Marks & Spencer is facing a serious crisis after a cyberattack that has cost the company nearly $1 billion in market value. This breach has raised concerns about the security of remote work and how it may have allowed hackers to infiltrate the retailer’s systems.
The attack has disrupted operations at one of the UK’s most trusted brands, leading to significant service outages. Customers have been unable to place online orders, and contactless payments have failed at checkouts. Some stores even had to suspend returns, and around 200 agency workers at a distribution center in Leicestershire were sent home due to the lack of orders.
As the company worked to contain the breach, many employees working from home lost access to essential systems. Experts suggest this points to the possibility that remote access vulnerabilities played a role in the attack. Although Marks & Spencer has not directly linked the breach to remote work, the disabling of virtual private networks (VPNs) used by home-based staff indicates a strategy to limit further damage.
The attack is believed to be linked to the Scattered Spider group, which is suspected of targeting critical backend servers. This breach may have started months ago, highlighting how such attacks can go undetected for a long time.
The timing of this incident is particularly unfortunate for Marks & Spencer, which has been enjoying a revival under CEO Stuart Machin. The company is set to report its full-year financial results soon, and this crisis comes just as it was seeing improved profits. Last year, the retailer reported adjusted pre-tax profits of £716 million, a figure now under threat as daily online sales, worth about £3.5 million, have come to a halt. Since the attack, shares have dropped by 7%, reflecting growing concerns among investors.
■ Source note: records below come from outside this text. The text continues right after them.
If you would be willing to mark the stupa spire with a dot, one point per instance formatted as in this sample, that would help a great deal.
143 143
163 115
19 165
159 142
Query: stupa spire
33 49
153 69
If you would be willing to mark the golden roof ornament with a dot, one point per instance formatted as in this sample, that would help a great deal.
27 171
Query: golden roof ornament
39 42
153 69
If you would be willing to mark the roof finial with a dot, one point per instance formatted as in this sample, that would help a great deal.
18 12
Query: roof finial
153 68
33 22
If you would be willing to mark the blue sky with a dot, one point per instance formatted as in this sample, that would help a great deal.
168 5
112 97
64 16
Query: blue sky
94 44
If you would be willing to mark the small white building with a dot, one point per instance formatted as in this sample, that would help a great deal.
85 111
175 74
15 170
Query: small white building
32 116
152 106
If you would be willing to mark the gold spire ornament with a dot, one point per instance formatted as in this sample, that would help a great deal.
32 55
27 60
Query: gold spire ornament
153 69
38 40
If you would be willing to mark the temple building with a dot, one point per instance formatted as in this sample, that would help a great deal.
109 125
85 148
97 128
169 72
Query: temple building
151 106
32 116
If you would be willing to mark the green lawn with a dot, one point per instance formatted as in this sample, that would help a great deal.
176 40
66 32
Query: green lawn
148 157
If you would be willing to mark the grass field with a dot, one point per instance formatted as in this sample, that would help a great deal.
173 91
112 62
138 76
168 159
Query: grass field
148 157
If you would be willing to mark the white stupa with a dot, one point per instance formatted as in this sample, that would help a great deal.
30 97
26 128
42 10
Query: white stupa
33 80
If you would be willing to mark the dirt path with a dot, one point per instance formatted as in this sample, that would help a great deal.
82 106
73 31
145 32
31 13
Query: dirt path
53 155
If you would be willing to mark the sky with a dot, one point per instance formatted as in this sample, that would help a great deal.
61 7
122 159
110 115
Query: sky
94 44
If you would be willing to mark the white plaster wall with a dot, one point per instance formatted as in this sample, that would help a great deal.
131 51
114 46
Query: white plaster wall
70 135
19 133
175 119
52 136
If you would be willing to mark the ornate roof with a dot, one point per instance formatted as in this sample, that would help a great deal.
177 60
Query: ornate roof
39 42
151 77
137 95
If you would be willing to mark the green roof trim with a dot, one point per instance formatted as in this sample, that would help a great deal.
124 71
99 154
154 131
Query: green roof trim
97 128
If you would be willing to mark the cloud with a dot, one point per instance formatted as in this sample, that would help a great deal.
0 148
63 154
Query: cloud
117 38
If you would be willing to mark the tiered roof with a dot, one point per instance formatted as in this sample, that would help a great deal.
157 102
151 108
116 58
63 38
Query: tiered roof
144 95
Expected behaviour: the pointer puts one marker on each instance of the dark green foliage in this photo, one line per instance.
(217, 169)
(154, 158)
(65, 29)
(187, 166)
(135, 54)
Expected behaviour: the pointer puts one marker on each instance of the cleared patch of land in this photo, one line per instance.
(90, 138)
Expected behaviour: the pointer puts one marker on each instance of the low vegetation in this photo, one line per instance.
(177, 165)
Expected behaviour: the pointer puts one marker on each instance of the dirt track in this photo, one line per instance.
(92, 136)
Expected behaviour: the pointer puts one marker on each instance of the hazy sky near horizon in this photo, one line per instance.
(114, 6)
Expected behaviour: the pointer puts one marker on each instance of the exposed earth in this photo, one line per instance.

This incident also highlights the ongoing challenges that come with remote work. The shift to hybrid work during the pandemic has introduced new devices and networks into corporate systems, often beyond the reach of traditional security measures. Home routers and personal laptops can become weak points for attackers. The hybrid model can make it harder for employees to spot suspicious activity or phishing attempts.
Marks & Spencer had previously warned about the elevated cyber risks associated with its hybrid operations. The breach has prompted the company to report the incident to the Information Commissioner’s Office and seek assistance from the National Cyber Security Centre, along with private firms like Microsoft and CrowdStrike.
As Marks & Spencer works to recover, experts emphasize that understanding how remote work policies intersect with network vulnerabilities will be crucial. The ongoing evolution of cyber threats means that companies must continually adapt their security measures. For Marks & Spencer, the next few weeks will not only test its technical recovery but also its ability to reassure customers and investors about its commitment to security in the digital age.